In one clinical innovation at West Hertfordshire, the radiology department has transformed the way its teams are working, with IT support enabling its consultants to report virtually from home overnight.

The trust is particularly proud of its “virtual warriors.” These are clinicians who really want to contribute but because of their vulnerable status cannot do patient facing work—so many are doing backroom functions supporting the front line. Consultants are also carrying out consultations by phone to prevent unnecessary admissions and reduce patient anxiety.

Barlow says that they had a head start on covid-19 by last year introducing the SMART system, in which cardiology and respiratory consultants join the on-call general medicine consultant in the emergency department between 9am and 9pm.

Mike van der Watt, chief medical officer at the trust, says, “It was working extremely well and then with the challenge of covid-19 it was easy to bolster up the respiratory side. All we had to do was partition the emergency department into two separate areas.” He accepts that all the changes and the anticipation of the surge has led to some staff nervousness but adds, “They are dealing with it with really good cheer.”

Nottingham: “mega rotas”

At Nottingham University Hospitals NHS Trust, Girling says that the changes have been “pretty high octane.” One clinical innovation has been the creation overnight of a respiratory advice line rota, staffed by senior respiratory physicians, which gives advice to GPs, paramedics, and hospital doctors across the region.
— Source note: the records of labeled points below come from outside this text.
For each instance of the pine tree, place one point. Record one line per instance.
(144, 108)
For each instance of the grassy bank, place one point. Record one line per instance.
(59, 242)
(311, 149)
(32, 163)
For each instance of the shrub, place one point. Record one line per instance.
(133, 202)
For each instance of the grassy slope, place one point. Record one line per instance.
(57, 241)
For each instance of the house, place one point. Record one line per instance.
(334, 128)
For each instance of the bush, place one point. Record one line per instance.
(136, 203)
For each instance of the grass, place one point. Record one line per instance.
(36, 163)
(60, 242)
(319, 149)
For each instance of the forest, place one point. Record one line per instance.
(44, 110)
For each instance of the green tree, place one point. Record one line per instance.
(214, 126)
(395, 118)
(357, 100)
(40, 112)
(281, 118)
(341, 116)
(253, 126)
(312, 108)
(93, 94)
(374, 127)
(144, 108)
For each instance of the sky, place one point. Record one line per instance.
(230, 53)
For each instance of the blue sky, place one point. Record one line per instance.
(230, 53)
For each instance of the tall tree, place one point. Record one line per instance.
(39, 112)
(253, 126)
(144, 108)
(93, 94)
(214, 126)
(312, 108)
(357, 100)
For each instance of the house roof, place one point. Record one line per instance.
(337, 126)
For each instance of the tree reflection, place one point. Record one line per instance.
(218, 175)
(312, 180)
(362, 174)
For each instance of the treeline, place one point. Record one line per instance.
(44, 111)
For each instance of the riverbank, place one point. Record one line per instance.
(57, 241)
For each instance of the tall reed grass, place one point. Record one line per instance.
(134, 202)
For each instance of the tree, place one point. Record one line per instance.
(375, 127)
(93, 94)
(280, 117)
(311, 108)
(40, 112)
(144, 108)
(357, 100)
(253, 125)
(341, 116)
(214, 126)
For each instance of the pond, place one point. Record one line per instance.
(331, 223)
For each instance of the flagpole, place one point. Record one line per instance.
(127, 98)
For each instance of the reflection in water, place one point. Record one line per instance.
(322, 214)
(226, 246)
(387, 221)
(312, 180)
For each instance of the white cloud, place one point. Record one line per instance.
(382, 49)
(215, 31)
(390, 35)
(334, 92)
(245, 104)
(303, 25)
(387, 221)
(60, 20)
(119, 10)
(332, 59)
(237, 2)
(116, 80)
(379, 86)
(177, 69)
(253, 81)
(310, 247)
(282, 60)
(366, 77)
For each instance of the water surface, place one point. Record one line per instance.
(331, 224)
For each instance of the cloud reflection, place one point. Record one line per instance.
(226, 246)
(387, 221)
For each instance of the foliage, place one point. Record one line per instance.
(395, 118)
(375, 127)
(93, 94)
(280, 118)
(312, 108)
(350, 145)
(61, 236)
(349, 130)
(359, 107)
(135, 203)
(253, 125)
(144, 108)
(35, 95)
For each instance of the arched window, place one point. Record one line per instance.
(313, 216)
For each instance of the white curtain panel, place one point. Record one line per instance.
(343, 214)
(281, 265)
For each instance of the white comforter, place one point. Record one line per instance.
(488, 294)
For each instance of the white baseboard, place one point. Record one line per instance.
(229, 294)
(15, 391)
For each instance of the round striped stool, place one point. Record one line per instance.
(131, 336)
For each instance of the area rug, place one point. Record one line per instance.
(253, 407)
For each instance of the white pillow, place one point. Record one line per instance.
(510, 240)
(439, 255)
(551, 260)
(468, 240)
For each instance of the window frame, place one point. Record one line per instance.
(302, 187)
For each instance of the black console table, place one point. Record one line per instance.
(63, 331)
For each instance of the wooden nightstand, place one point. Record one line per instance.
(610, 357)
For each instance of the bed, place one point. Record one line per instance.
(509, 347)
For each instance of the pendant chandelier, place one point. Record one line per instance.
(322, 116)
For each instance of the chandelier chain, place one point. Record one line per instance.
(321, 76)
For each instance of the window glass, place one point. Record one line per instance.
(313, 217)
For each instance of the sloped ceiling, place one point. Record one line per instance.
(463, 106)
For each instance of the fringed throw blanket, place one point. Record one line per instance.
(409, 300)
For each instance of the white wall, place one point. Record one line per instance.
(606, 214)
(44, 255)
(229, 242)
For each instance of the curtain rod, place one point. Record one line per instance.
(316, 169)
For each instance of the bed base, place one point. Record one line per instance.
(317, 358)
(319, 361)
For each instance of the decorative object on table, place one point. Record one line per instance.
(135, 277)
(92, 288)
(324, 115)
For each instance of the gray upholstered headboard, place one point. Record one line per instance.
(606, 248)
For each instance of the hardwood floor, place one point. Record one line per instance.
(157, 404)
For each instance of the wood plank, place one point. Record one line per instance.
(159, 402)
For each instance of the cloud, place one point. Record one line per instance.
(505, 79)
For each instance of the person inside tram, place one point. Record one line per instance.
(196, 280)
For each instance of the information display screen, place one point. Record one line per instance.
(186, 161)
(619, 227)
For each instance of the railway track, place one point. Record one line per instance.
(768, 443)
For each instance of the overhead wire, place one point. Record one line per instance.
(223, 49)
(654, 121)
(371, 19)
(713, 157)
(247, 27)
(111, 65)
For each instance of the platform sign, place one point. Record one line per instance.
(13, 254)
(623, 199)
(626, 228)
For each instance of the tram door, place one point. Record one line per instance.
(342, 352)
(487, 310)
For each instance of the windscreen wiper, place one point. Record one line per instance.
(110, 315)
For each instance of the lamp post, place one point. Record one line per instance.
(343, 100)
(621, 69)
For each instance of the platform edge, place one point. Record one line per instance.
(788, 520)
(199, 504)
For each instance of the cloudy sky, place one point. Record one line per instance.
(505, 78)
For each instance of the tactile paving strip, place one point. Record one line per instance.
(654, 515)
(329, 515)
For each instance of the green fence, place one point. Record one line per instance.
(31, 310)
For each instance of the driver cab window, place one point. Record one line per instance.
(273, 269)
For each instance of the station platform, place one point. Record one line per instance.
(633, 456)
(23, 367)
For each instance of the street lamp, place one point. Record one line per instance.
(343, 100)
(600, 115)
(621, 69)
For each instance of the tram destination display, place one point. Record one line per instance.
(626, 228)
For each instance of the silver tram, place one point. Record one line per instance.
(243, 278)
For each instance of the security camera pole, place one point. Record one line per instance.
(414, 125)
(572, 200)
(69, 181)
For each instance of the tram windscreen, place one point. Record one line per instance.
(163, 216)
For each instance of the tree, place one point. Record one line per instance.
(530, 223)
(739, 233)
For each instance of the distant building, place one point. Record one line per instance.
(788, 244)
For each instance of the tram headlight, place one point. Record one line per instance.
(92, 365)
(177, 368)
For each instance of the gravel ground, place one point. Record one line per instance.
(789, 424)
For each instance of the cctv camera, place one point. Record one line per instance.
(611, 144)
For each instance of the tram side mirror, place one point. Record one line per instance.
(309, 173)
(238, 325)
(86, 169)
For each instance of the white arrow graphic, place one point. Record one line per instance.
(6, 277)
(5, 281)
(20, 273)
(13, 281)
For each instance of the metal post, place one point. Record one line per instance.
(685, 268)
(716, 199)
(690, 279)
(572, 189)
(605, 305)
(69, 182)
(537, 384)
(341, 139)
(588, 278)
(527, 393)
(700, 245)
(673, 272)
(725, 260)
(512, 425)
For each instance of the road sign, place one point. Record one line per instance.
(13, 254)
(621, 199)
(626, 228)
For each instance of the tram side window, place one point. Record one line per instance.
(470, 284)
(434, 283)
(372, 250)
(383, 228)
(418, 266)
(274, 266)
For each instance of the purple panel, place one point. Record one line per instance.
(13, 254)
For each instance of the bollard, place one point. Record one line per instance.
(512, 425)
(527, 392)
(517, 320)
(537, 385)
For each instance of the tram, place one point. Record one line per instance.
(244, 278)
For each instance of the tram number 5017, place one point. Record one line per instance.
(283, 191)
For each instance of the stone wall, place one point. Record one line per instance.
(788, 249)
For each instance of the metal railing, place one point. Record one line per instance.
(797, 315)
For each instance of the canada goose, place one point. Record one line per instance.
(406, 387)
It enables direct access to a senior consultant, prevents inappropriate referrals, and reduces anxiety in the community. The first week saw a peak of 160 daily calls to the advice line, of which 60% were from ambulance staff, 20% hospital doctors, 10% GPs and 10% from NHS 111.
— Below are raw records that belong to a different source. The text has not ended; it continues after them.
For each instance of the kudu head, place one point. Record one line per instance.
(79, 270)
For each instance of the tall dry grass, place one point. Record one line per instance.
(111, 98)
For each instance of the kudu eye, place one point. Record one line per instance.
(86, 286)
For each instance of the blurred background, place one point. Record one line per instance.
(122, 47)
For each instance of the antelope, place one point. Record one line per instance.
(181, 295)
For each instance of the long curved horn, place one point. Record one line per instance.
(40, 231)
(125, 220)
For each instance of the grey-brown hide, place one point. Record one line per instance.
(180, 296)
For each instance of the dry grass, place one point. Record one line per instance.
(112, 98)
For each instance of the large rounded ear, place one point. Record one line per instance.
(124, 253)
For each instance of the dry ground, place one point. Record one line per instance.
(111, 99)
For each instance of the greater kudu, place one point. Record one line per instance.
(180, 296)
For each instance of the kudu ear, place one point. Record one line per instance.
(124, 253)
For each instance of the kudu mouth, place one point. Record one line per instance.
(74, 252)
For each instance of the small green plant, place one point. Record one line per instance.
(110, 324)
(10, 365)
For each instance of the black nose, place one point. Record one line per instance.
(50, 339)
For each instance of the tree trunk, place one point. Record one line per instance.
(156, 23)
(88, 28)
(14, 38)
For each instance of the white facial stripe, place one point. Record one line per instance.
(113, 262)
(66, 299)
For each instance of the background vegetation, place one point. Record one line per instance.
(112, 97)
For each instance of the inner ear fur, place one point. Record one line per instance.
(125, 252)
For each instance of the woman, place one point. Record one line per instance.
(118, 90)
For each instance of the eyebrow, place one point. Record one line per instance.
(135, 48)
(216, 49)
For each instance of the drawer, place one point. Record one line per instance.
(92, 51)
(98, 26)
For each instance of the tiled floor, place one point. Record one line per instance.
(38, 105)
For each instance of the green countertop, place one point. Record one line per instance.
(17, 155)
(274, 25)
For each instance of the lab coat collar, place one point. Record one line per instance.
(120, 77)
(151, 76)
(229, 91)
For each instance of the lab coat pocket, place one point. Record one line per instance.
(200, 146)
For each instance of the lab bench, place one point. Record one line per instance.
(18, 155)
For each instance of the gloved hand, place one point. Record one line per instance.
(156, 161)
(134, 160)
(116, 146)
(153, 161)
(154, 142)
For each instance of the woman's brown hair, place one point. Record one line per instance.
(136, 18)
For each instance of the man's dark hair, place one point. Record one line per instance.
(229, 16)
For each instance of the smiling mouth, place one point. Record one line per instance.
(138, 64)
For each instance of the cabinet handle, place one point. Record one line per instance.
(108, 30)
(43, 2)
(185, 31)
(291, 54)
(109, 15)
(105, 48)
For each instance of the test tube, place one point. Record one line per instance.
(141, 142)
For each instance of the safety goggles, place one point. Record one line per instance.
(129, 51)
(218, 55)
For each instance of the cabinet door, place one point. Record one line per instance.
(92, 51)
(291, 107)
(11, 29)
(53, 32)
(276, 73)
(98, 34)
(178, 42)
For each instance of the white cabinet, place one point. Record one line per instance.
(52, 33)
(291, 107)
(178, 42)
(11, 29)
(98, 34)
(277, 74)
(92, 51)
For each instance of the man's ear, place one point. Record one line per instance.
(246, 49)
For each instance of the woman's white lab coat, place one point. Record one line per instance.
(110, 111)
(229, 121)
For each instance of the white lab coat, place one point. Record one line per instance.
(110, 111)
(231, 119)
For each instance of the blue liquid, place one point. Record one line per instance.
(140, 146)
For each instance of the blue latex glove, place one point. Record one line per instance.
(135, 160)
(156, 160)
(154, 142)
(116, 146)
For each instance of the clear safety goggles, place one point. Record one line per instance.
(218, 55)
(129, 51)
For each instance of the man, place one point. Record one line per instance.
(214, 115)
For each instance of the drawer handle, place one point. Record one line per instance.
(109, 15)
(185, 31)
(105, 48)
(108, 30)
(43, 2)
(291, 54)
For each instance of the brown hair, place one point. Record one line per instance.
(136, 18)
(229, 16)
John Walsh, consultant cardiologist at Nottingham, says that as a clinical manager the changes have been a “revelation.” He says, “We have managed to integrate nearly 1200 medical staff of all grades to provide a ‘mega rota’ coordinating care and educating each other across usual boundaries and silos to deliver a united effort to cope with service demand.
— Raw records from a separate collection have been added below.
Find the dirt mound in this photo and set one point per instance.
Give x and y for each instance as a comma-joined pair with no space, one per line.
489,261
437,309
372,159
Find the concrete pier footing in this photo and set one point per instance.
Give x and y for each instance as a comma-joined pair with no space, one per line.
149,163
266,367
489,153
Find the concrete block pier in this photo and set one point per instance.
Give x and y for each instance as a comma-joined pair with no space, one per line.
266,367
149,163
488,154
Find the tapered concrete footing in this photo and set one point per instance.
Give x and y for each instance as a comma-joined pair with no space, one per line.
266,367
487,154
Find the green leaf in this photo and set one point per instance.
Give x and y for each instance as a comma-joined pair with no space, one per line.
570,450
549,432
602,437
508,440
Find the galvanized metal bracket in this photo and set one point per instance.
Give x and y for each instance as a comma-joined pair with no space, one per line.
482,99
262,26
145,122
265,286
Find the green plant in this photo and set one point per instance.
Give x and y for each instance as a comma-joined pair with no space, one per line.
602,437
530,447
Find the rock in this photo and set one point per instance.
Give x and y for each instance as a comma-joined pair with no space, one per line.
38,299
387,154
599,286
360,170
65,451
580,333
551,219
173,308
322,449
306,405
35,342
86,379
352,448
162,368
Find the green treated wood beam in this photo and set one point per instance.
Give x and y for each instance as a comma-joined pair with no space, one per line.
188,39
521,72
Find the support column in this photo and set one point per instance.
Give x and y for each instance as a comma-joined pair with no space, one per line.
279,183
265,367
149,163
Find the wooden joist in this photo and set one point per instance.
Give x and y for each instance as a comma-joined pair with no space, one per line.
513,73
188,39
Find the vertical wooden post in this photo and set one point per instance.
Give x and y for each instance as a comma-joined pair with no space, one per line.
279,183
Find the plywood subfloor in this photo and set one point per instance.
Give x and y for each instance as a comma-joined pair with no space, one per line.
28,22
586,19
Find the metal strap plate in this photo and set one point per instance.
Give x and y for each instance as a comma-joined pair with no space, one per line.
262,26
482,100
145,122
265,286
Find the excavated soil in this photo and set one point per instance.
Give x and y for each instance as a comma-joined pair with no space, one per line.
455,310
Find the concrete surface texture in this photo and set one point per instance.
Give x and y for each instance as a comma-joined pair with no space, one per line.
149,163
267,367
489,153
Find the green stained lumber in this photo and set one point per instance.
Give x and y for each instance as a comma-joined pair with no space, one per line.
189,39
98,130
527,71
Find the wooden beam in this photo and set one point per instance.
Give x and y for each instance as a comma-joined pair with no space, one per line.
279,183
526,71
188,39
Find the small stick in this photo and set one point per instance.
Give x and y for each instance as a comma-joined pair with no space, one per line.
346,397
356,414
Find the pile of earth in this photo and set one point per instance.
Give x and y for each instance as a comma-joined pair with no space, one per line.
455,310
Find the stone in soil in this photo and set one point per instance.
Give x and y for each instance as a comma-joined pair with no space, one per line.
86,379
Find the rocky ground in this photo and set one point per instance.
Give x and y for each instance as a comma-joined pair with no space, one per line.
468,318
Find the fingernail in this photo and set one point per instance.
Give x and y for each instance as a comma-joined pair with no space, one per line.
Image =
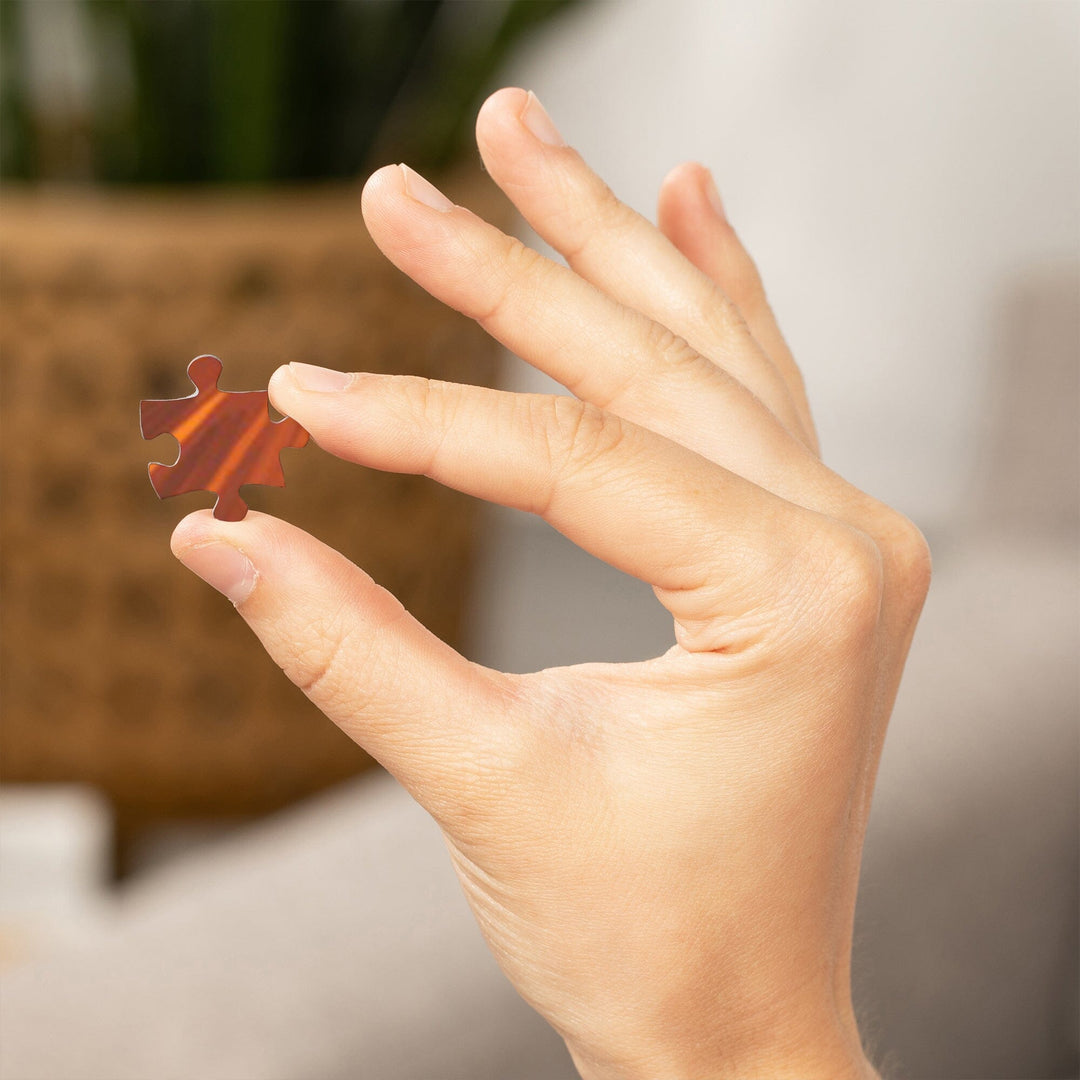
714,196
535,117
323,379
421,190
227,568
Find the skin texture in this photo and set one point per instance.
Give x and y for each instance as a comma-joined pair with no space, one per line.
663,855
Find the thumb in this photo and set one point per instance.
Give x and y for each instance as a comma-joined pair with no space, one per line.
435,720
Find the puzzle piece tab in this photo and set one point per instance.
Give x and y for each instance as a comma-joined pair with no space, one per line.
226,440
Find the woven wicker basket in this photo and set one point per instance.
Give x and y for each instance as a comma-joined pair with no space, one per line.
119,667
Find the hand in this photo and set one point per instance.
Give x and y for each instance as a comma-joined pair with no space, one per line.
663,855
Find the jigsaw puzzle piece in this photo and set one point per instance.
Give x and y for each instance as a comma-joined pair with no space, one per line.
227,440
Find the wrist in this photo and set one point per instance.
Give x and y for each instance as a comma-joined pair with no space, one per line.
810,1063
825,1052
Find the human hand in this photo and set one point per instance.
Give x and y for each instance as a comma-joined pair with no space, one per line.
663,855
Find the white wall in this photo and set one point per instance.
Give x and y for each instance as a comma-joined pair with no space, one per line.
896,169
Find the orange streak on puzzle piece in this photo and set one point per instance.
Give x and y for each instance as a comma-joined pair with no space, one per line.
227,440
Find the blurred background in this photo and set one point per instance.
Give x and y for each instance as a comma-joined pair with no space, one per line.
200,876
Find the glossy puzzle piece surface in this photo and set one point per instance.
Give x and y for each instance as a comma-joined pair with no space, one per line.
226,440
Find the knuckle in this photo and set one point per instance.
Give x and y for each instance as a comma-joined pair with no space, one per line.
577,434
673,352
908,563
847,568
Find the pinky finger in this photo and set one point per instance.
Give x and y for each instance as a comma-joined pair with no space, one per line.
690,215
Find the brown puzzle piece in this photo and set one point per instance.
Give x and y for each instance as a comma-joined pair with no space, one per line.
226,440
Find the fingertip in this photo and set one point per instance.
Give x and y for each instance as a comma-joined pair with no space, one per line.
689,188
508,102
191,530
383,181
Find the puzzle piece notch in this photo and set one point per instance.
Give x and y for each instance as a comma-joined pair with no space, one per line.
227,440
“The medical and surgical divisions are now effectively functioning as a single department with new structures implemented in days that ordinarily would take months.”

Video clinics, home working, adapted wards

At Southampton University NHS Foundation Trust, more than 90 outpatient services have been set up to run as video clinics, amounting to 300 consultations a week. The trust has enabled at-scale home working, with 758 of 1412 requests for home working by consultants and other clinical and administrative staff approved. Microsoft Teams has been established for all staff for remote meetings and multidisciplinary teams, with a results channel, which provides senior nursing staff and infection control teams with live results on inpatients testing positive for covid-19.

At the district general hospital level, Homerton University Hospital in east London has seen its intensive care capacity triple in 10 days. “It’s like having a major incident every day for the past two weeks, and we don’t know how long it’s going to go on for,” says a spokesperson. The hospital is caring for 168 patients with covid-19 in six specially adapted wards with bed bays that can be isolated with glass screens. “We have turned from a district general hospital into a focused covid hospital overnight,” the spokesperson says.

Chaand Nagpaul, BMA council chair, says that it is important to acknowledge all this work—not just the NHS Nightingale hospitals. He says, “While the NHS is increasing capacity in brand new covid-19 hospitals, it’s vital that we also recognise the transformational efforts of doctors in each and every hospital throughout the UK to meet the escalating demands of the pandemic on the NHS.

“Doctors are rapidly learning new skills—many shifting from their normal specialty to focus on new areas of need. The NHS is doing all it can to tackle covid-19, and doctors across the nation are showing immense courage, determination, and leadership in preparing their hospitals to cope with the relentless pressures ahead.”

Footnotes

  • Competing interests: I have read and understood BMJ policy on declaration of interests and have no relevant interests to declare

  • Provenance and peer review: Commissioned; not externally peer reviewed.